D’emblée, un questionnement saisit le spectateur : où sommes-nous ? de quoi s’agit-il ?pourquoi les personnages s’agitent-ils ? Ce questionnement ne nous quittera pas tout le long du film, s’aggravant même face aux non-réponses du scénario. Scénario, vous avez dit scénario ? Collages surréalistes de séquences inexpliquées, voire inexplicables, l’histoire déjà ténue ne cesse de se défaire pour tendre vers ce néant absolu que figure le trou noir de la prétention intellectuelle.
Magma invraisemblable qui mélange pêle-mêle les références à la PMA, à la sexualité qui se sublime dans la permaculture, confusionne le Dr Freud avec le Dr Frankenstein, associe puériculture et violence, godemichet et chiens perdus dans l’espace, etc : tout un bazard hétéroclite dont on cherche vainement le sens. Claire Denis serait-elle une adepte de l’écriture automatique, à faire se rencontrer sur une table de vivisection un parapluie et une machine à coudre. Mais n’est pas Lautréamont qui veut, et encore moins Kubrick ou Tarkowski, qui doivent se retourner dans leur tombe à se voir invoqués par les critiques parisiano-intello-inrocko-cahierscinefilo qui crient au chef-d’œuvre pour ce nanar fait de trois bouts de ficelle et d’un morceau de carton-pâte.

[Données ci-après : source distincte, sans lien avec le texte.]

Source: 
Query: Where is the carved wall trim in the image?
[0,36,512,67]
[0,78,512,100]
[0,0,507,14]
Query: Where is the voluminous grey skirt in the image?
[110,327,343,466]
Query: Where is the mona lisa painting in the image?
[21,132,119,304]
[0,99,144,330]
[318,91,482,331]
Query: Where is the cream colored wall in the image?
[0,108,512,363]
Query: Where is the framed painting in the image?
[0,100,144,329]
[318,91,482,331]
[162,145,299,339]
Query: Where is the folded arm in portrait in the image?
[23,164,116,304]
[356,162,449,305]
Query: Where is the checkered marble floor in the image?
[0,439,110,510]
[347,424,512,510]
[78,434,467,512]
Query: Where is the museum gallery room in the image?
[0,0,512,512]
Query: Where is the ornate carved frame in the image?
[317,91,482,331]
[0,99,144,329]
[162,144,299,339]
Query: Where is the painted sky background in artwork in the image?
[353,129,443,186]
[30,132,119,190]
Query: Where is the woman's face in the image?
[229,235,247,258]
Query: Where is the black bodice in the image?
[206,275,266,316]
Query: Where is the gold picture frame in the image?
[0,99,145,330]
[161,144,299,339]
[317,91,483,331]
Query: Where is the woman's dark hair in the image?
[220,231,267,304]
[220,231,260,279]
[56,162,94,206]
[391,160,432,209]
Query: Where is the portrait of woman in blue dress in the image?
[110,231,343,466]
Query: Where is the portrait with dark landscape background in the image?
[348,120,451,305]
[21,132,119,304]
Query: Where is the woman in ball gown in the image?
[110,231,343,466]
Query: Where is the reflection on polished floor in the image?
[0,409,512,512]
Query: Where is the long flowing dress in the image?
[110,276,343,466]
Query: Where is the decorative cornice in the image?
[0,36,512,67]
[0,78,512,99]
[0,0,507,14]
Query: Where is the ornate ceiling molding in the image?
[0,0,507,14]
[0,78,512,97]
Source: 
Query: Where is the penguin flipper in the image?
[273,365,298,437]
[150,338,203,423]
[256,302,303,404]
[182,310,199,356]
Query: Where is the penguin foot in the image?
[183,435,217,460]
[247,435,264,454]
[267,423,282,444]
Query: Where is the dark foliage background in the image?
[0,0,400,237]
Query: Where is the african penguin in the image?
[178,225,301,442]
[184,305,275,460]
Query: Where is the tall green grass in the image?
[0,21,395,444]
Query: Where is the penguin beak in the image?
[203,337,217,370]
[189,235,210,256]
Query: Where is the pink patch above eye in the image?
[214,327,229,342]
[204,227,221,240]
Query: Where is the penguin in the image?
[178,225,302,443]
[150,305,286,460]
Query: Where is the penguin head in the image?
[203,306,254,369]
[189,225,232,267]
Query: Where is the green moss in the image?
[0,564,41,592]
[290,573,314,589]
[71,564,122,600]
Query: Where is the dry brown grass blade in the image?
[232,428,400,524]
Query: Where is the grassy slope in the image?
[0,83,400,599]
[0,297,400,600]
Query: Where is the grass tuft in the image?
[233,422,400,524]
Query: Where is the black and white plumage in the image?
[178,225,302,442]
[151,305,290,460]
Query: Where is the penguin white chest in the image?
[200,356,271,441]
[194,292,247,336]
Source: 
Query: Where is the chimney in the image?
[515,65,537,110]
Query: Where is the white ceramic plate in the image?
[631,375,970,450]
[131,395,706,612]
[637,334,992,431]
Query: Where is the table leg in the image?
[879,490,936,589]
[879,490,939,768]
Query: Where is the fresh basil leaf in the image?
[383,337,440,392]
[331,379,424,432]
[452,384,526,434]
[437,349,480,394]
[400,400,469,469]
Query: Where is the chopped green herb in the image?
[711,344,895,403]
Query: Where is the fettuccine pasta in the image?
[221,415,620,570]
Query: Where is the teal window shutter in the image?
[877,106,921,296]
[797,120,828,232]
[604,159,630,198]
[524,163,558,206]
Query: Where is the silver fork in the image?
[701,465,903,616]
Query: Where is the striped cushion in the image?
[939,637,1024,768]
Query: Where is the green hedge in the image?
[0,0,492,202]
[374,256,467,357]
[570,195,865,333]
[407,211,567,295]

La première séquence est à ce titre assez édifiante. On y voit Pattinson vêtu d’une combinaison d’astronaute en train de visser rapidement un boulon sur la paroi de son astronef dans l’espace sidéral, puis perdre son outil qui « tombe » littéralement dans l’infini. Quand on sait qu’il faut quasiment cinq minutes à David Bowman dans 2001 pour faire faire un quart de tour à une manette, et qu’un objet dans le vide flotte et ne tombe pas, on se demande où se niche la vraisemblance scientifique. Et tout est à l’avenant : des combinaisons spatiales dont les gants se vissent comme des couvercles de confiture et les casques qui se posent sur la tête comme des chapeaux d’apiculteurs, un décor constitué d’une cuisine achetée à Conforama, d'une échelle fixée au mur d’un immeuble décrépi, et d'un matelas probablement récupéré chez Emmaüs. Quant à l’astronef, il s’agit certainement d’une boîte de chaussure peinte à la hâte par une écolière en CM1. Bien sûr, me dira-t-on, là n’est pas le propos du film, à chercher une quelconque véracité technologique ou scientifique (ah le trou noir censé renvoyer son énergie vers la terre au contact de l’astronef alors que l’on sait que sa nature est absorbante et non réfléchissante !), et qu’il s’agit de métaphysique plutôt que de physique, de lyrisme plutôt que de mélodrame, de poésie plutôt que de trivialité, de philosophie plutôt que de réflexions de comptoir. Ou alors l’inverse, je ne sais plus, quand le quoi se confond avec le n’importe quoi.
Ce film, minimaliste à l’extrême, ambiguë dans son propos, ridicule dans sa forme, prétentieux dans ses interrogations a ceci de vrai qu’il s’absorbe entièrement dans le trou noir de sa nullité.